The Transportation Security Administration is recommending armed officers be posted at airport security checkpoints during peak hours. This follows a nationwide review in response to a shooting at Los Angeles International Airport by a 23-year-old New Jersey man last fall.

Paul Ciancia
Paul Ciancia of Pennsville, NJ, charged with killing a TSA screener and wounding 3 other people at Los Angeles International Airport on Nov. 1, 2013. Photo courtesy of Los Angeles Police Department.

The 25-page internal report to Congress was obtained by The Associated Press. Congress will now consider the report’s 14 recommendations. The gunman was identified as Paul Ciancia, who opened fire with an assault rifle in 2013 attack targeting the TSA, authorities said. Two officers and a passenger were wounded.

Ciancia, who was wounded by police in a shootout during the incident, was indicted on charges including murder and attempted murder and is in custody, awaiting trial.
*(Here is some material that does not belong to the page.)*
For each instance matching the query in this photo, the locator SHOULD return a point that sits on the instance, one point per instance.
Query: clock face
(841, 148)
Justice Department lawyers said this earlier this month they will make a recommendation by July 11 on whether to seek the death penalty in the case. Ciancia’s next court appearance has been scheduled for Aug. 11.

The AP has reported that the two armed officers at the LAX terminal had left for breaks and were out of the terminal at the time of the shooting. Airport police had decided months earlier to have officers roam terminals instead of staffing checkpoints such as the one approached by Ciancia.
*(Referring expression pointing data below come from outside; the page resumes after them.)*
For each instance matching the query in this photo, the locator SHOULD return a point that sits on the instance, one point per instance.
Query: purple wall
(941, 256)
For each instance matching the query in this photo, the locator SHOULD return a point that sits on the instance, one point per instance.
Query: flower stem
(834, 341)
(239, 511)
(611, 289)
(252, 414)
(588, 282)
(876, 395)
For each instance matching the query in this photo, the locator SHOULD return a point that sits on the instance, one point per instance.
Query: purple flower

The Transportation Security Administration conducted its own review of security at nearly 450 airports nationwide after the Nov. 1 shooting at LAX.

TSA Officer Gerardo Hernandez was killed, becoming the agency’s first line of duty death.

Dozens of groups including law enforcement, airline and airport operators have met multiple times since the shooting to discuss ways to improve airport security.

Los Angeles World Airports, which operates LAX, released its review last week that found the emergency response was hindered by communication and coordination problems. The 83-page report spotlighted flaws in various airport divisions and systems that were in place, but didn’t single out individuals responsible for problems.

It also made no mention of the two armed officers who were out of position without notifying dispatchers as required or the policy change to roaming patrols months earlier.